Mordprozess Büsserach

Mordprozess Büsserach

Karl J. soll seinen Bruder auf dem Gewissen haben. Ein Erbschaftsstreit, der mit einem Mord endete. Karl J. stand heute vor Gericht.

Für den Gutachter war die Lage offenbar «eindeutig», die paranoide Schizophrenie zeige sich in einem komplexen Wahnsystem. X. lebe wie in einer «Doppelten Buchhaltung», das heisst: im Alltag könne er sehr gut funktionieren, aber sobald er in brenzlige Situationen gerate, trete seine Krankheit zum Vorschein. Deshalb erhalte er vom Gefängnispersonal sehr gute Berichte über sein Verhalten. «Das Gefängnis ist reizarm», so Hiersemenzel. Dort seien für X. problematische Themen wie seine Kindheit, das Erbe sowie Geldangelegenheiten ausgeklammert, die Situationen reglementiert und einfach.

Er konsumiere dort auch kein Cannabis. «Seine Krankheit wird nicht auf 10 Meter Entfernung erkannt, sondern nur, wenn man sich mit ihm ausführlicher unterhält.» Die Wahrscheinlichkeit einer erneuten schweren Gewalttat liege «mindestens im mittleren Bereich». Sein bisher auf seinen Bruder bezogenes Wahnsystem könne sich auf andere ausweiten. Er müsse «auf jeden Fall» in einem geschlossenen Rahmen therapiert werden. Das könne kaum ohne Medikamente geschehen.

Bald eine Zwangsmedikation?

Bisher hat sich der Beschuldigte jedoch einer Therapie verweigert. Vor dem Obergericht sagte er: «Ich sehe keinen Sinn darin. Ich kenne keine Studie, welche die Wirksamkeit beweist.» Bei der Medikamentation sah er nebst starker Nebenwirkungen Folgendes: «Die Mittel muss man regelmässig nehmen. Bei Einnahmelücken ist das schädliche Verhalten sogar noch stärker als zuvor.»
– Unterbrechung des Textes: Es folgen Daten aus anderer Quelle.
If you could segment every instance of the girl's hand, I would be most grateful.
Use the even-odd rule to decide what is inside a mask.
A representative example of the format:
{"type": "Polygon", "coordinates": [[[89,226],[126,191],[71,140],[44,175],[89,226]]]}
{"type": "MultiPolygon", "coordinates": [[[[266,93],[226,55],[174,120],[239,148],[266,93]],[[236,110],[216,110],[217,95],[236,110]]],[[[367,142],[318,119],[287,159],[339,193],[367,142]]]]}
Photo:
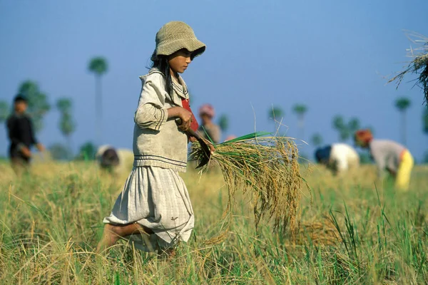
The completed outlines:
{"type": "Polygon", "coordinates": [[[211,143],[210,141],[209,141],[208,140],[205,140],[205,138],[203,138],[203,141],[205,142],[205,143],[207,144],[207,145],[208,146],[208,147],[210,147],[210,151],[211,152],[211,155],[213,153],[214,153],[215,152],[215,147],[214,147],[214,145],[213,145],[213,144],[211,143]]]}
{"type": "Polygon", "coordinates": [[[183,132],[186,132],[190,128],[190,124],[192,123],[192,113],[184,108],[180,108],[178,118],[181,119],[181,125],[178,125],[178,129],[183,132]]]}

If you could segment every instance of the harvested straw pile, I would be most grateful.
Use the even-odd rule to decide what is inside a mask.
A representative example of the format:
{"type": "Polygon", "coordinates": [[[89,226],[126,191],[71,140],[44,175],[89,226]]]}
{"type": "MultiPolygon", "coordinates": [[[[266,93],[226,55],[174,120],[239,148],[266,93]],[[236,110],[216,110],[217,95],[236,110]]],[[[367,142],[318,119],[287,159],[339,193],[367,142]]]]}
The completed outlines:
{"type": "Polygon", "coordinates": [[[391,78],[388,83],[397,81],[397,88],[398,88],[406,74],[419,75],[416,85],[422,89],[425,103],[428,105],[428,38],[416,33],[409,33],[408,37],[412,42],[420,46],[407,50],[408,56],[413,60],[403,71],[391,78]]]}
{"type": "MultiPolygon", "coordinates": [[[[293,140],[268,133],[255,133],[215,145],[210,163],[221,169],[229,200],[223,217],[230,213],[238,190],[252,197],[255,228],[263,218],[273,221],[273,230],[292,232],[297,228],[300,190],[305,180],[300,173],[298,151],[293,140]]],[[[195,143],[190,157],[204,155],[195,143]]],[[[205,165],[207,167],[208,165],[205,165]]]]}

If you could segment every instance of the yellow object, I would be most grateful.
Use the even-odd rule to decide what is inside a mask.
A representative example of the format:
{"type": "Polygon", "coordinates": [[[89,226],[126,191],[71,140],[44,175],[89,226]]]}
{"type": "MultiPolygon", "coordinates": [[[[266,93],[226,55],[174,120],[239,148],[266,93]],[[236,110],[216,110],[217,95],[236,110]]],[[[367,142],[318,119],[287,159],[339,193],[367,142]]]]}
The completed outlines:
{"type": "Polygon", "coordinates": [[[410,152],[407,150],[403,150],[395,179],[395,187],[397,189],[404,191],[409,190],[410,175],[412,174],[412,169],[414,165],[414,162],[410,152]]]}

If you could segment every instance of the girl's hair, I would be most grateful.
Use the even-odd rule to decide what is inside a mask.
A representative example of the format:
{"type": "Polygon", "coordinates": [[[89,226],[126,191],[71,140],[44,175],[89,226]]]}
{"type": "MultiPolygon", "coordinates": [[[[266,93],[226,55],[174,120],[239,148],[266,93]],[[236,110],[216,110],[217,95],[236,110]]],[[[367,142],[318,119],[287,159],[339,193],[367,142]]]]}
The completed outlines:
{"type": "Polygon", "coordinates": [[[169,63],[168,63],[168,57],[166,56],[157,56],[155,60],[152,60],[153,63],[151,67],[156,67],[165,76],[165,89],[166,92],[173,95],[173,78],[171,78],[171,72],[169,63]]]}

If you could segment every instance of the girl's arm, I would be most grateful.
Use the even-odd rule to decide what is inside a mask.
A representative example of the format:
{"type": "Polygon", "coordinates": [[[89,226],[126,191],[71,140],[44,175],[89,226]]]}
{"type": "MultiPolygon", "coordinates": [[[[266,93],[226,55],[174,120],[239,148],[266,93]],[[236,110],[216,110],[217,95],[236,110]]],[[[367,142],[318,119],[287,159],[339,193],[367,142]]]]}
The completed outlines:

Gutachter Hiersemenzel gab praktische Auskunft über die Realisierung einer Therapie, die zumindest einmal versucht werden müsse. Weigere sich X., so könne in einem weiteren gerichtlichen Verfahren eine Zwangsmedikation festgelegt werden. Durch diese würden die Wahnsymptome abgeschwächt, der Patient gesprächsbereiter, sodass die spätere Verabreichung der Medikamente freiwillig erfolge.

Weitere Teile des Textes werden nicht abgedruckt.